6. cuidados pós-operatórios e tratamento pós-ABR

  1. Monitore continuamente os animais até que recuperem a consciência e sejam capazes de manter a recumbência esternal.
  2. Não devolver um animal que sofreu gravações ABR para a empresa de outros animais até que tenha recuperado totalmente.
  3. Injetar carprofeno (rato: 1x 5-10 mg/kg, por via subcutânea; rato: 1x 2,5-5,0 mg/kg, por via subcutânea) para o tratamento da dor pós-operatória.
    Nota: o tratamento duradouro da dor não é exigido porque os elétrodos da gravação do ABR são introduzidos subcutaneously.

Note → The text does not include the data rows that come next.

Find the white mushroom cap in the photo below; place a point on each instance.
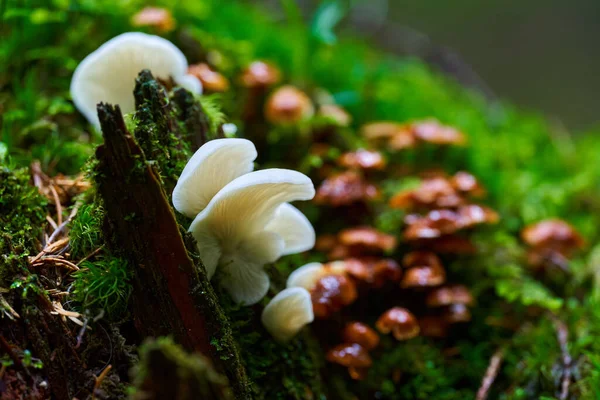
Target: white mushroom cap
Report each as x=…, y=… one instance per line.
x=213, y=166
x=307, y=275
x=108, y=74
x=232, y=233
x=287, y=313
x=295, y=229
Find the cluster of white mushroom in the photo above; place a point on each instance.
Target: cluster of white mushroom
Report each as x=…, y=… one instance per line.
x=108, y=74
x=242, y=219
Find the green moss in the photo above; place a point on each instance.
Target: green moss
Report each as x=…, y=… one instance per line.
x=85, y=232
x=278, y=371
x=103, y=285
x=166, y=370
x=22, y=216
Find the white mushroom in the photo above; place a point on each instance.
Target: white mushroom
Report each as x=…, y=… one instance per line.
x=213, y=166
x=108, y=74
x=287, y=313
x=237, y=230
x=307, y=275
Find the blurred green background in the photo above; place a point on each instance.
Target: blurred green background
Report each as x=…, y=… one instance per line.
x=539, y=54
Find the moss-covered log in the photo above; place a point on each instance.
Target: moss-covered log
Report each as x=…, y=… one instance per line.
x=172, y=295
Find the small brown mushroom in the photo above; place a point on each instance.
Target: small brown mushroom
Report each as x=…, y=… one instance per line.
x=367, y=239
x=332, y=293
x=155, y=17
x=357, y=332
x=344, y=189
x=448, y=295
x=425, y=276
x=456, y=313
x=362, y=159
x=373, y=271
x=421, y=259
x=288, y=105
x=553, y=233
x=466, y=183
x=434, y=192
x=474, y=214
x=433, y=225
x=400, y=322
x=353, y=356
x=212, y=81
x=260, y=74
x=432, y=326
x=336, y=114
x=431, y=131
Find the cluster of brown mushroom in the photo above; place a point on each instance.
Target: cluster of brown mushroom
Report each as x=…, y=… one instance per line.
x=440, y=207
x=552, y=242
x=397, y=136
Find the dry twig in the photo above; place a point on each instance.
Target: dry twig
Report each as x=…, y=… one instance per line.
x=490, y=374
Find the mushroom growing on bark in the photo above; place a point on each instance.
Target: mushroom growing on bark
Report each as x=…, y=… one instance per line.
x=287, y=313
x=108, y=74
x=242, y=219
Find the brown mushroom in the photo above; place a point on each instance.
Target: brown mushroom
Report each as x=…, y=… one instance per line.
x=433, y=225
x=357, y=332
x=288, y=105
x=553, y=233
x=437, y=192
x=332, y=293
x=456, y=313
x=335, y=114
x=362, y=159
x=373, y=271
x=431, y=131
x=344, y=189
x=448, y=295
x=155, y=17
x=421, y=259
x=400, y=322
x=367, y=239
x=466, y=183
x=353, y=356
x=425, y=276
x=474, y=214
x=260, y=74
x=432, y=326
x=212, y=81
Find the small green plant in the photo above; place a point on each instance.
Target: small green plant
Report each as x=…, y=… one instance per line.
x=103, y=285
x=86, y=230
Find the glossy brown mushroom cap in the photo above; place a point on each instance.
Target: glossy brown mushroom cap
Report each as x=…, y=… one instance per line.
x=401, y=322
x=552, y=233
x=344, y=189
x=260, y=74
x=362, y=159
x=445, y=296
x=212, y=81
x=357, y=332
x=350, y=355
x=331, y=293
x=288, y=105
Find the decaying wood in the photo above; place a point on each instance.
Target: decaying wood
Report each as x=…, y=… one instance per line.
x=172, y=295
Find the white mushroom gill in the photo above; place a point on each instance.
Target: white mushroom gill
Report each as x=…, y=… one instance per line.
x=238, y=232
x=287, y=313
x=213, y=166
x=108, y=74
x=307, y=275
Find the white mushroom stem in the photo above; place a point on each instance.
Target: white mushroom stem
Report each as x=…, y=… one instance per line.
x=307, y=275
x=233, y=233
x=287, y=313
x=108, y=74
x=213, y=166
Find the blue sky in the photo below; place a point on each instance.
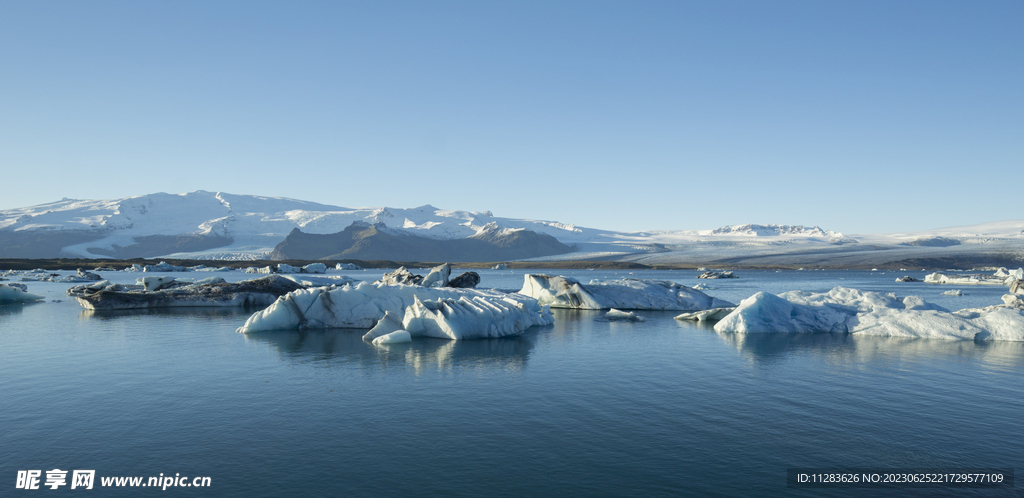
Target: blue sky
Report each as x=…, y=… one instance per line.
x=857, y=117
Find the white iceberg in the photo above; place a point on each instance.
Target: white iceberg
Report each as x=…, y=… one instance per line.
x=851, y=310
x=393, y=338
x=314, y=268
x=471, y=317
x=433, y=312
x=621, y=316
x=999, y=278
x=621, y=294
x=706, y=315
x=11, y=293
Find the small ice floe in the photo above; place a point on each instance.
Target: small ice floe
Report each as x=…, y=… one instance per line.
x=11, y=293
x=620, y=294
x=706, y=315
x=717, y=275
x=393, y=338
x=621, y=316
x=1000, y=277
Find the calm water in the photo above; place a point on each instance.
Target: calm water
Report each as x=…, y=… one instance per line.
x=579, y=408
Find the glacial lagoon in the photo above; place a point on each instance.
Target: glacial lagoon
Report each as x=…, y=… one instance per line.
x=580, y=408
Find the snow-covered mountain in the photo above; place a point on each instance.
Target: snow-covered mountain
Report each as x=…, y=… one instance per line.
x=218, y=225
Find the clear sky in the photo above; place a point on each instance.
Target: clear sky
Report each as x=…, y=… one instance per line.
x=856, y=116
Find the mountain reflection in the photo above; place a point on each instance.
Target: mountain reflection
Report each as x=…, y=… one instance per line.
x=331, y=346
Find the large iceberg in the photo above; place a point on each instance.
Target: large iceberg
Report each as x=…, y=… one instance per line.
x=621, y=294
x=1000, y=277
x=851, y=310
x=432, y=312
x=257, y=292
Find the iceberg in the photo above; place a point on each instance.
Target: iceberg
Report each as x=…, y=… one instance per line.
x=400, y=277
x=717, y=275
x=437, y=277
x=706, y=315
x=999, y=278
x=468, y=280
x=851, y=310
x=471, y=317
x=393, y=338
x=621, y=316
x=620, y=294
x=257, y=292
x=11, y=293
x=432, y=312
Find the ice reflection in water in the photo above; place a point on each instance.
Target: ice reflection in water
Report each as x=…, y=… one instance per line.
x=346, y=346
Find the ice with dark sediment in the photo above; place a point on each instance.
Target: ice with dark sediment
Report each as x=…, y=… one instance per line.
x=621, y=294
x=862, y=313
x=257, y=292
x=433, y=312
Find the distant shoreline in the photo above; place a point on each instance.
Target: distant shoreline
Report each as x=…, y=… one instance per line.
x=73, y=263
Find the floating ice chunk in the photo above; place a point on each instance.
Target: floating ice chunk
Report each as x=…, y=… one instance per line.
x=390, y=323
x=622, y=294
x=393, y=338
x=363, y=304
x=470, y=317
x=314, y=268
x=258, y=292
x=163, y=266
x=11, y=293
x=400, y=277
x=155, y=283
x=620, y=316
x=322, y=281
x=288, y=268
x=973, y=279
x=468, y=280
x=855, y=312
x=717, y=275
x=706, y=315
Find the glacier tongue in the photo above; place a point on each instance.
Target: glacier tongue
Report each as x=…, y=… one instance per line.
x=622, y=294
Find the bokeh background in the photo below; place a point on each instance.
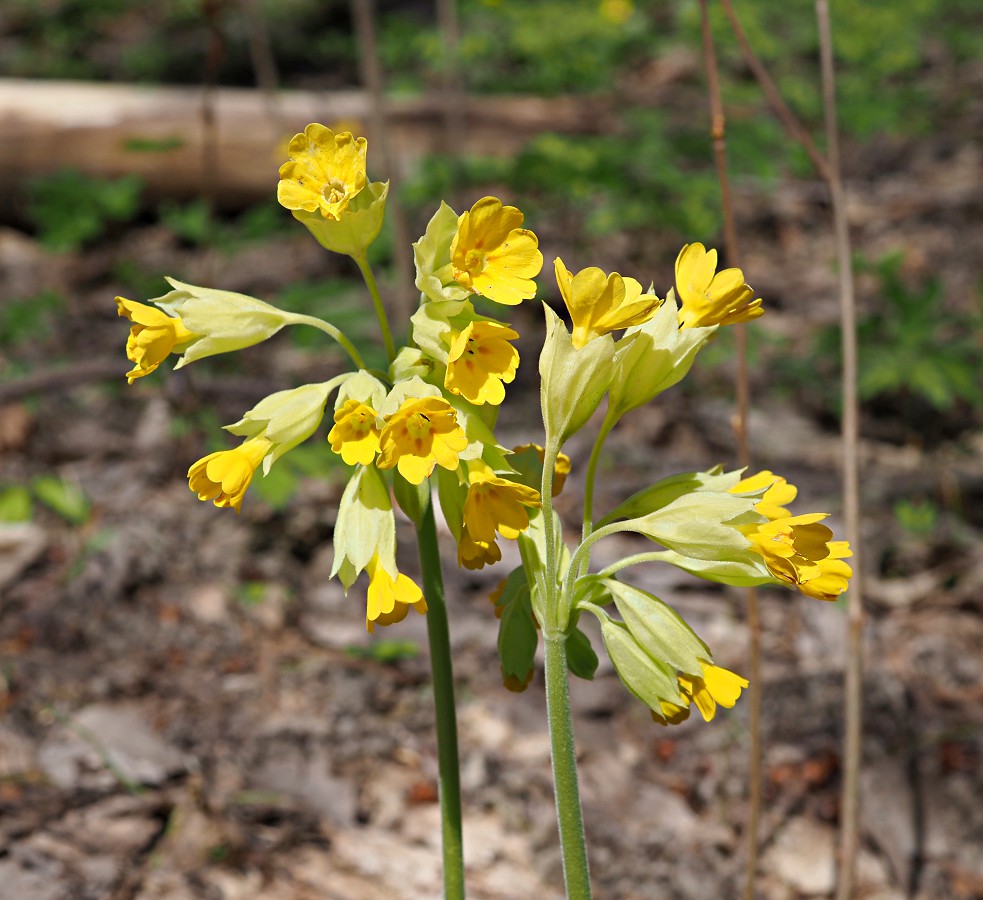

  4. Postoperatively, alimentam pelotas umedecidas a fim facilitar a captação do alimento. Observe cuidadosamente os alimentos (~ 15 g/100 g de peso corporal/dia; ~ 5 g/24 h) e água (~ 15 mL/100 g de peso corporal/dia; ~ 5 mL/24 h) consumo.
  5. Monitore os animais de perto para o retorno de suas posturas e comportamentos normais.
    Nota: a administração sistêmica de antibióticos como enrofloxacina ou trimetoprim-sulfonamida não é recomendada aqui, pois a colocação do eletrodo subdérmico é de apenas uma invasividade mínima. A aplicação de antibióticos deve ser restringida a menos que ocorram sinais de inflamação local ou generalizada.
  6. Recuperação pós-experimental de seguimento após gravações de ABR controlando o peso corporal do animal.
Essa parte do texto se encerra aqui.